CAPÍTULO UNO
Justin Tondidori tenía treinta y nueve años, un poco de sobrepeso, la línea del cabello estaba retrocediendo y su misión era lograr estar en una relación antes de que estos problemas empeoraran. Antes de llegar a la mediana edad.
Era lo suficientemente superficial como para creer que si querías tener alguna posibilidad de encontrar una novia, tenías que cumplir ciertas expectativas, así que interpretaba el papel que creía que las mujeres buscaban en un hombre, en lugar de ser él mismo.
Pensaba que la frase «sé tú mismo» era una trampa.
La mayoría de los días vestía igual que cuando tenía quince años, con ese estilo grunge que Kurt Cobain hizo popular en los noventa. Peor que vestirse como un chico, seguía soñando como tal. Soñaba con ser amado.
Era todo lo que quería en el mundo.
Sabía que sus padres le querían y probablemente también su hermana. Ese no era el amor que él anhelaba. Eran su familia. No tenían otra opción.
Quería el otro tipo de amor. El incondicional, el que lo abarca todo, el que te deja sin aliento. Como en las películas.
Justin había visto Love Story, y quería eso.
Habían pasado muchos años, y seguía esperando que algún día ocurriera. Hasta ahora, nadie le había gustado lo suficiente como para experimentar echar de menos a la persona cuando no estaba cerca. Tampoco sabía lo que se sentía anteponer los intereses de otra persona a los suyos, sin un motivo ulterior.
Al ser un romántico infantil, pensó que esto no era justo, lo hacía sentir excluido. Como si le faltara algo, un ingrediente clave sin el cual su vida adulta no podía comenzar correctamente.
Casi había llegado a la tierna edad de cuarenta años, y todavía ese estado de felicidad le seguía siendo esquivo. Algunos dirían que era lo suficientemente mayor como para saberlo. Que ya era hora de dejar de lado los sueños infantiles.
Pero, la idea de lo que debía ser el verdadero amor, lo que debía sentirse, de lo que se estaba perdiendo, siempre le había dolido en su interior. Si renunciaba a eso, ¿qué sentido tenía todo lo demás?
A lo largo de los años, Justin había tenido muchas amantes y había visto mucha p*********a. Consideraba estas cosas como parte de un régimen de entrenamiento, que lo preparaba para el gran acontecimiento.
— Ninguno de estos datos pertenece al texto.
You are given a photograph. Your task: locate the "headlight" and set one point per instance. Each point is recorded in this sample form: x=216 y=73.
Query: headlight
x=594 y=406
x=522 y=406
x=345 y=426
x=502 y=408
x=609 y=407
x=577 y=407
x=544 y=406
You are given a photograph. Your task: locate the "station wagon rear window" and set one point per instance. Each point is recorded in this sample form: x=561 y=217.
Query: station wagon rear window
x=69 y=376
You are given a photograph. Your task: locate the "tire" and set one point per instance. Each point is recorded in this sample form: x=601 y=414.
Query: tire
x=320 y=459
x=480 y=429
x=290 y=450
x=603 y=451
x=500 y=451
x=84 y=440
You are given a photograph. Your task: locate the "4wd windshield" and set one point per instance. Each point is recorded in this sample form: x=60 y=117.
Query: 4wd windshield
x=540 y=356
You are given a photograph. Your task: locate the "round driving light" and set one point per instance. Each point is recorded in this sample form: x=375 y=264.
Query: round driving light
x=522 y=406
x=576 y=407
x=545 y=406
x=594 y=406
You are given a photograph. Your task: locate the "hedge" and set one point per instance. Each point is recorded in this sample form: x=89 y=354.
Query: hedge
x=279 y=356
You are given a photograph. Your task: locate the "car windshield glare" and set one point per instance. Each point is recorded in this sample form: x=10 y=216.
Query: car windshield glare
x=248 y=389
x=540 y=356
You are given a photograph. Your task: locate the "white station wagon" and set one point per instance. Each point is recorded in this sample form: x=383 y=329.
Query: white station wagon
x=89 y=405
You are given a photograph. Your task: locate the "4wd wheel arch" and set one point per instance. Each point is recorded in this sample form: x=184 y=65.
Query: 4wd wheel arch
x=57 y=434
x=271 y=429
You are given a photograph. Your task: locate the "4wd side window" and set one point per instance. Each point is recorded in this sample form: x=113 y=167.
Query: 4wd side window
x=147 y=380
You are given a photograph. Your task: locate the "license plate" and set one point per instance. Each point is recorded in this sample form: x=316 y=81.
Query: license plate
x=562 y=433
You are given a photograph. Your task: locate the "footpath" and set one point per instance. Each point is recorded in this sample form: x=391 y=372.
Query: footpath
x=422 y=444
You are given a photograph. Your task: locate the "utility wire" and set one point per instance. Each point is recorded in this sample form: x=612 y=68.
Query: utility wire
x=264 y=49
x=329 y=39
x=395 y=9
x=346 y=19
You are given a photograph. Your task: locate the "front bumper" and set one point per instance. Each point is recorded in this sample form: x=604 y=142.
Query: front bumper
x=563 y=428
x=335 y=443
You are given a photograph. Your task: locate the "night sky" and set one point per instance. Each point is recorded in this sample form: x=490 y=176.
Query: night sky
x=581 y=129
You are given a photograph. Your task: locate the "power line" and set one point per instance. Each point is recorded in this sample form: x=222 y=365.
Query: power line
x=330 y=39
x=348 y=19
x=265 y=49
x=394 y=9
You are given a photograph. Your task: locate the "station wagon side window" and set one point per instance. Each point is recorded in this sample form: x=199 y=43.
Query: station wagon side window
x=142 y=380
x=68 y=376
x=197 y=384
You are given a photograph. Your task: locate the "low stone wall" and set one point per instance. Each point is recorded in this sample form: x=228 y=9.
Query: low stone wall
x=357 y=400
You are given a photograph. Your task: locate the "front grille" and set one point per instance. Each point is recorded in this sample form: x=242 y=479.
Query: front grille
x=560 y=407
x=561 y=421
En consecuencia, había aprendido algo sobre la expresión física del amor.
Por desgracia, no se había dado cuenta de que eso no era suficiente. Que también necesitaba ponerse en contacto con sus sentimientos, con sus emociones.
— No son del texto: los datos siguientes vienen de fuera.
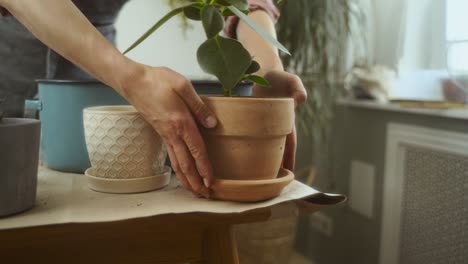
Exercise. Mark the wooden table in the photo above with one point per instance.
(172, 238)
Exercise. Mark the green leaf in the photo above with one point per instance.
(239, 4)
(213, 21)
(258, 29)
(192, 12)
(258, 80)
(225, 58)
(223, 2)
(155, 27)
(226, 12)
(254, 67)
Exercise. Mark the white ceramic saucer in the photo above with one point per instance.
(134, 185)
(253, 190)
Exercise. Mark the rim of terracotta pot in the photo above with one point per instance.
(252, 98)
(112, 110)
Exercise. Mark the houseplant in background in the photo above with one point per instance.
(19, 157)
(247, 146)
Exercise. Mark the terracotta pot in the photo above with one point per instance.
(248, 143)
(121, 144)
(19, 158)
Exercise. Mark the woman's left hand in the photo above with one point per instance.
(284, 84)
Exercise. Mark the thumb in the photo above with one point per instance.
(202, 113)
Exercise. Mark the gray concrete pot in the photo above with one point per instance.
(19, 157)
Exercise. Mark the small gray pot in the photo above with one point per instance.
(19, 157)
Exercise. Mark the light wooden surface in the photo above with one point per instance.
(174, 238)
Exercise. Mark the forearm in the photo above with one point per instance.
(61, 26)
(262, 51)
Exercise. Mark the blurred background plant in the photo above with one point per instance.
(326, 39)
Esta era una zona en la que no mostraba madurez. Su crecimiento emocional estaba atrofiado. No era mejor que un escolar despistado, buscando sin rumbo el sueño imposible del amor.
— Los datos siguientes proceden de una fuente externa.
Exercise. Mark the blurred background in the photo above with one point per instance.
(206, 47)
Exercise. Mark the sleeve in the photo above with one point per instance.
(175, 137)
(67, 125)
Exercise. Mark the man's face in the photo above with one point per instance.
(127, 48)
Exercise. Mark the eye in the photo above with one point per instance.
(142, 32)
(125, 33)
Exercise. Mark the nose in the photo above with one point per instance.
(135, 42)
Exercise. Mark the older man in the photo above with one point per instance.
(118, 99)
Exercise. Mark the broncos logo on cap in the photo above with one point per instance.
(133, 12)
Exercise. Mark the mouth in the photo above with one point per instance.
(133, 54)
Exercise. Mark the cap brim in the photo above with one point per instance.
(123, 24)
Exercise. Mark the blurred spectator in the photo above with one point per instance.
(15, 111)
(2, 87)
Después de cada nuevo fracaso, se lamía las heridas y se decía a sí mismo: «Simplemente no era la adecuada» o «Lo intenté, lo intenté de verdad».
Hacerse la víctima anulaba cualquier necesidad de examinar si él podría ser, de alguna manera, parte de la culpa de la última relación fallida.
Sin el necesario examen de conciencia, podía convencerse realmente de que se esforzaba al máximo. La forma en que su cerebro daba volteretas para llegar a esas conclusiones habría sido adorable si las consecuencias no fueran tan trágicas.
Una gran parte del problema de Justin es que piensa que en la escala de las citas, él es un siete y medio por lo menos, probablemente un ocho.
Podría decirse que hubo un breve momento en el que alcanzó el ocho. Pero eso fue hace años. Ahora, casi con cuarenta años, sus mejores días han quedado atrás. Es un seis y medio, en el mejor de los casos.
A pesar de eso, en su mente, es un ocho, siempre lo fue y siempre lo será.
Y como es razonable que cualquiera aspire a lo más alto, como un ocho, podría aspirar de forma realista a un grado más arriba. Alguien que tuviera un nueve.
Trudy es sin duda un nueve, sino es que hasta un diez.